La consommation d’énergie en Algérie est en hausse sensible. «Nous continuons à beaucoup consommer localement. Cela devient inquiétant par rapport à nos productions actuelles. En 2019, nous avons atteint en août un pic de 15.600 mégawatts de consommation d’énergie électrique. Pour le gaz, nous avons une consommation de 43 milliards de mètre cube dont 20 milliards de mètre cube destinés à la production de l’énergie électrique.

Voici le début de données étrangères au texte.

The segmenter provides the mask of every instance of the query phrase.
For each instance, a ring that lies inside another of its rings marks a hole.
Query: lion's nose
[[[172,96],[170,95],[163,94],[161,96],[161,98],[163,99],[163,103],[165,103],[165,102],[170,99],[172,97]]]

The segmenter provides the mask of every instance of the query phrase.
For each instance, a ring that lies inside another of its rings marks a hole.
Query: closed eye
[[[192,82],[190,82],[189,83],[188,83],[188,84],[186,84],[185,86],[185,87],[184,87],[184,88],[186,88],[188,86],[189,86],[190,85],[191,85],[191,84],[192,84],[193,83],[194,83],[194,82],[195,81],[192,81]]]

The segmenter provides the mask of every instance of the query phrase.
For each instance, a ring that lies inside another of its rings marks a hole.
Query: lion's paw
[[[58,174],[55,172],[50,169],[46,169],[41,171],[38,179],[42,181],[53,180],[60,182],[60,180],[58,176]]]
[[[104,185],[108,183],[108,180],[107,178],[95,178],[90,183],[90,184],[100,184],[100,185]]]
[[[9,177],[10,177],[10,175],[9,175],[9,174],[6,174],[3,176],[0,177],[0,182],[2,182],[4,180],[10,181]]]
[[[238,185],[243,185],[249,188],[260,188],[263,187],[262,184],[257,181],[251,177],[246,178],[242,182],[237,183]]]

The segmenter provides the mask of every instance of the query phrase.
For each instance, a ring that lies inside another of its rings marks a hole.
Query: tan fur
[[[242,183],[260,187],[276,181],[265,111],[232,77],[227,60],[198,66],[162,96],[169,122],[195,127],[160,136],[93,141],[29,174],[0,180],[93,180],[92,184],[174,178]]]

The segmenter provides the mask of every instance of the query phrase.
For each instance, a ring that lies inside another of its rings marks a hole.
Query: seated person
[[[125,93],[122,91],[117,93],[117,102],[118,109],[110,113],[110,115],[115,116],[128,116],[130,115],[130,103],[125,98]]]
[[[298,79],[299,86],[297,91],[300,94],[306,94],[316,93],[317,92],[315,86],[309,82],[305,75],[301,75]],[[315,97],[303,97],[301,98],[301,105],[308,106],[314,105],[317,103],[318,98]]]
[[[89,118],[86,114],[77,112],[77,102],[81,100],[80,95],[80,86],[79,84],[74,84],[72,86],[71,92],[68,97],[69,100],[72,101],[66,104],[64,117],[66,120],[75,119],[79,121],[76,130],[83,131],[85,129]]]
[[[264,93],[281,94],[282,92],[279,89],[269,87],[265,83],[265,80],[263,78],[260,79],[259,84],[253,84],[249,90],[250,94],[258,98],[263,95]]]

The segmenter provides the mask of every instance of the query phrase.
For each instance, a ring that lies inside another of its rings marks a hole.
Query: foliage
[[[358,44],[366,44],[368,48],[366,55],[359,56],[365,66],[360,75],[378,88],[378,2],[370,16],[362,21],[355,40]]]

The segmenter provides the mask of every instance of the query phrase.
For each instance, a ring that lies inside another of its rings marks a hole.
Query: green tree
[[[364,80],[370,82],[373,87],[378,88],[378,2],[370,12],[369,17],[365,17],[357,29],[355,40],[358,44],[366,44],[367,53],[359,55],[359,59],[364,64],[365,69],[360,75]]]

En matière de produits pétroliers, nous avons eu aussi une pointe de consommation de 15 millions de tonnes en 2019, en progression de 7 % par rapport à 2018. C’est la première fois qu’on atteint ces chiffres », a déclaré Mohamed Arkab, ministre de l’Energie, sur les ondes de la Chaine 3 de la radio algérienne, ce mardi 25 février. Il a plaidé pour « une transition énergétique bien réfléchie et élaborée » pour, entre autres, rationnaliser la consommation de l’énergie. «ll faut faire un diagnostic de la situation actuelle et engager la réflexion sur un modèle énergétique », a-t-il dit en parlant d’une large consultation des experts, des associations et des clubs énergie.

Un domaine minier exploité à 38 %

« Nous devons varier le bouquet énergétique. Actuellement, 98 % de notre énergie électrique provient du gaz naturel. Nous avons 370 mégawatts en central hydraulique, 400 mégawatts en central photovoltaïque et 10 mégawatts éolien. Ce n’est pas suffisant. Nous consommons des quantités volumineuses de gaz. Aujourd’hui, nous devons renouveler les réserves d’hydrocarbures en allant vers l’extrême amont et augmenter nos capacités de production par la mise en exploitation des découvertes. Nous avons plus de 150 gisements découverts qui n’ont pas encore été mises en exploitation. Avec la nouvelle loi sur les hydrocarbures et le nouveau régime fiscal, nous pouvons améliorer nos performances. Nous avons un domaine minier de 1.500.000 km² exploité à 38 % seulement. Nous allons aussi vers l’extrême aval en cherchant l’industrialisation pétrochimique », a détaillé le ministre de l’Energie. Selon lui, la transition énergétique permettra, à terme, de préserver 240 milliards de mètre cube de gaz, l’équivalent de 50 milliards de dollars.